Truckload after truckload of pumpkins were being unloaded at the Farmer's Marketing Association on Airline this weekend. Last year, the United States of America produced over a billion pounds of pumpkins. We always buy a couple for jack o' lanterns for Halloween. But these days, I am more excited about cooking with them.

While I was in France and Italy for the holiday season in 2005, I noticed that chefs were using bright-orange pumpkin slices as a vegetable. At Le Dome in Paris, Hemingway's favorite hang-out, I was blown away by a plate of five scallops with roe attached in a red-pepper cream sauce with two slices of pumpkin on either side. I had never eaten baked pumpkin as stand-alone vegetable -- it was delicious. The French have some heirloom pumpkin varieties that are especially sweet.
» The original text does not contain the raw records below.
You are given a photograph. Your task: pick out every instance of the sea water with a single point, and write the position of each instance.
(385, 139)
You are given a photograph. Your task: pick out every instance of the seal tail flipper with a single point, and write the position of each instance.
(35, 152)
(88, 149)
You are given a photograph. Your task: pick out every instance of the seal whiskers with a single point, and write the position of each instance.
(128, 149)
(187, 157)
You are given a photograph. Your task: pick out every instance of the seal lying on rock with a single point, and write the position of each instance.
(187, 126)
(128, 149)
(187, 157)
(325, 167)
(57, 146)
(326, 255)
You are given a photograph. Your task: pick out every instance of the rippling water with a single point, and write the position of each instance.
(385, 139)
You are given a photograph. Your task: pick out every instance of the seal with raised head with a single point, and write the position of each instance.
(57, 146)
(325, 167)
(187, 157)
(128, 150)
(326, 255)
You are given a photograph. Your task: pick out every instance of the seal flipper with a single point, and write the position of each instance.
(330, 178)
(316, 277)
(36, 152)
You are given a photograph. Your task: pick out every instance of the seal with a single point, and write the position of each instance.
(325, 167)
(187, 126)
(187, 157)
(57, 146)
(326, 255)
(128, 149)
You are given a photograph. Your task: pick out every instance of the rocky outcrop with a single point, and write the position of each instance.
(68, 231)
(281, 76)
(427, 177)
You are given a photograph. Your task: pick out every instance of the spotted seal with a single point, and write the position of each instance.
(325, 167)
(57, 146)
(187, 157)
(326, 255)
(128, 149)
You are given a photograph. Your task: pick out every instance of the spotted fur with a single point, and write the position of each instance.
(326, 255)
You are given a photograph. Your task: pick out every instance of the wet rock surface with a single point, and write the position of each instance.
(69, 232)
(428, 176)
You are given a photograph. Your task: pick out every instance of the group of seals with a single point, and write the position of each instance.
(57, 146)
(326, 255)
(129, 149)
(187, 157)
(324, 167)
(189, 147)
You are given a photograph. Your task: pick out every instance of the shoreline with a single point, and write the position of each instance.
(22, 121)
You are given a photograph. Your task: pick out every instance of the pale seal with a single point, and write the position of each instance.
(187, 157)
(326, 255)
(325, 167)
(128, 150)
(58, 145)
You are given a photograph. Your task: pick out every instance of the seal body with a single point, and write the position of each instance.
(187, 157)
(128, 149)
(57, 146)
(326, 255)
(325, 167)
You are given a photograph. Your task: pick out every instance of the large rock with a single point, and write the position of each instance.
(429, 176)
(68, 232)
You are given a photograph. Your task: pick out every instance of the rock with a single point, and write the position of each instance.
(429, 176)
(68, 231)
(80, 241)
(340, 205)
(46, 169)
When I got back, I started cooking with pumpkins. This weekend, I picked up a six-pound cooking pumpkin at the Farmer's Marketing Association for two bucks. The easy way to deal with pumpkins is to cut them in big pieces and bake them in a 325° oven until soft. When it's done, scrape out the flesh and throw the skin away. Pumpkin has wads of vitamins, minerals, antioxidants and beta-carotene. I'll give you some recipes soon.

If you want, you can toss pumpkin seeds with oil and lay them in single layer on a baking sheet for about ten minutes at 250°, or until lightly browed. I like to eat the toasted seeds warm with a sprinkling of sea salt and a Saint Arnold's Okoberfest.